Kamio will be joined on the Chautauqua stage by guest conductor Roberto Minczuk, who is making his second 2014 appearance as part of the Institution’s effort to find a permanent music director.
The pair have worked together multiple times prior to tonight, their latest collaboration being this past May in Calgary.
“[Minczuk] is a great musician and person to work with,” Kamio said. “He’s an inspiring, open leader, and it shows in his music. His ability to powerfully lead an orchestra while keeping everyone comfortable speaks volumes.”
Minczuk’s program tonight is itself an ode to Tchaikovsky. After a short opener of Wolfgang Amadeus Mozart’s The Impresario Overture, K.486, the Russian’s Serenade, Op. 48, paves the way for Kamio and the violin concerto.
Together, the Tchaikovsky duo forms more than an hour of reverence and respect paid to a legend of classical music.
“The program was designed to be all Tchaikovsky,” said Minczuk, after revealing he initially tried to script an ode to South American music. He currently leads the symphony in Rio de Janeiro as well as the Calgary Philharmonic Orchestra.

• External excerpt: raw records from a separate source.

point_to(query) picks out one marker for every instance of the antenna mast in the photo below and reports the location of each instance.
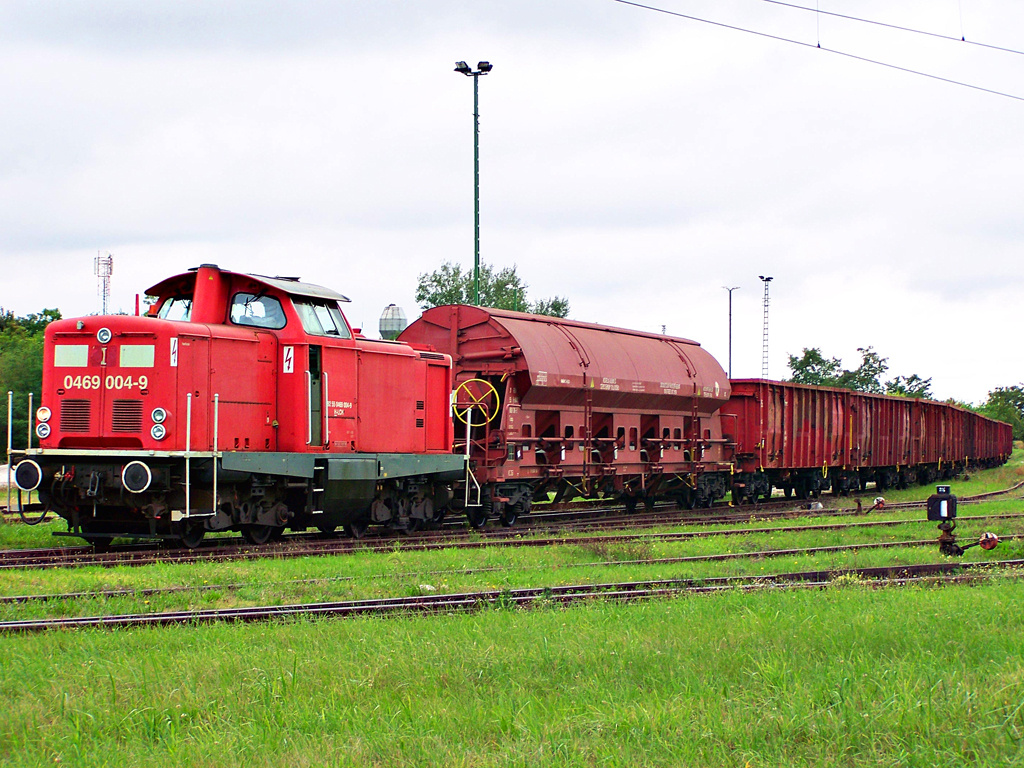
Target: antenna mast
(103, 268)
(764, 332)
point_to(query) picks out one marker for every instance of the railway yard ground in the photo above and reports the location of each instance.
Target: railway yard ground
(637, 645)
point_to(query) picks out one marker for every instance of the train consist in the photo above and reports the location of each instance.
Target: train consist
(247, 402)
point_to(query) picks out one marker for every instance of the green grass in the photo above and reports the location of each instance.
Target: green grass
(845, 677)
(848, 676)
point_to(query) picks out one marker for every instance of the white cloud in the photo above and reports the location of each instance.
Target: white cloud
(631, 161)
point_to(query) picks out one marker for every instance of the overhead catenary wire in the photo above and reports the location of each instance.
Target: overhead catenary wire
(822, 48)
(888, 26)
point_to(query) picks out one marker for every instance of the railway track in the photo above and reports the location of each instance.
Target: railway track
(525, 598)
(313, 546)
(753, 555)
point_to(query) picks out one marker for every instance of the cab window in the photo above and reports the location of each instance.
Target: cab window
(176, 308)
(257, 310)
(322, 317)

“Doing a program dedicated to Tchaikovsky’s music seemed especially appropriate the more it came together,” he said. “The ‘Serenade’ in particular hasn’t been played at Chautauqua for a long, long time. The best of our scores deal with the best of human creation, and both will be on display here.”
As with each of the eight guest conductors this season, community members are invited to submit their thoughts on Minczuk to the Music Director Search Committee via a survey available on the CSO’s web page CSOsearch.com.